Que la historia de Colombia esté marcada por la violencia, en todas sus manifestaciones, no quiere decir que haya que seguirla reproduciendo. Es momento de hacer un alto en el camino, entrar en una especie de catarsis y ver qué podemos hacer cada uno como ciudadanos para transformar las realidades nacionales. Suficiente dolor se ha padecido, unos más que otros claro, sobre todo las víctimas de lo que han sido los conflictos armados y no armados en el país, que han permeado todas las esferas de vida.
Las últimas semanas que han sido de tanta exaltación en Colombia y todos los sectores están crispados, son muestra palpable. La amenazante reacción del presidente, Gustavo Petro, por lo que fue una decisión del Senado frente al proyecto de reforma laboral; el atentado sicarial de hace ocho días al senador y precandidato presidencial Miguel Uribe Turbay mientras hacía proselitismo político en un barrio de Bogotá; los ataques de las disidencias en el suroccidente del país, con muertos y heridos; la expedición del decreto presidencial convocando a una consulta popular ilegal e inconstitucional; entre muchos otros hechos, han desembocado en reacciones de peligrosa rabia, desconcierto, desesperanza, desconfianza, deseos de venganza y de responder de igual manera a lo que está pasando.
Nada más letal para una democracia que sumergirla más en la polarización, en la incapacidad de convivir en un mismo territorio por más diferentes que seamos y más diferencias que tengamos, en la imposibilidad del diálogo y la escucha del otro bajo ejercicios dialécticos en los que las ideas y los argumentos sean el centro del debate, no las palabras y los discursos intimidantes que le cuelgan lápidas al cuello a los que son contrarios. Esto que estamos viviendo no podemos dejar que se convierta en el ocaso de la democracia colombiana. Es el momento de la acción como ciudadanos en defensa de nuestras leyes, de la Constitución que nos rige, de nuestras instituciones, de nuestro empresariado, de nuestra sociedad.
No son momentos para silenciarse, y ahí los discursos personalistas no tienen cabida porque son los que tanto daño le están haciendo a la sociedad colombiana, esos que nos dividen, nos separan.
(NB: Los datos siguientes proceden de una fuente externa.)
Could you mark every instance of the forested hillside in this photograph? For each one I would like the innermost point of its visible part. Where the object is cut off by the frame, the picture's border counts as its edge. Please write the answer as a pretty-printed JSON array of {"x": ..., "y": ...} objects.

Hay que acudir a lógicas distintas de las que se han usado y se vienen empleando para instaurar la violencia y el conflicto armado, que son las que tienen radicalizado al país. Desarmar las palabras, empezando por los entornos cotidianos y que desde allí se irradie a los otros espacios de la sociedad, tiene que convertirse en un mantra, en frase sagrada para salir del atolladero en que nos encontramos.
Es una invitación para gobernantes, políticos, miembros de los gobiernos y las instituciones, ciudadanía; ancianos, adultos, jóvenes, adolescentes, niños; hombres y mujeres. Ir erradicando la violencia del país es una labor colectiva, pero especialmente una responsabilidad que va más allá de lo electoral y de la militancia política. El deber es con Colombia para que el país no sucumba a los violentos que le apuntan a destruir y no a construir. El primer paso es con la palabra, que es verbo.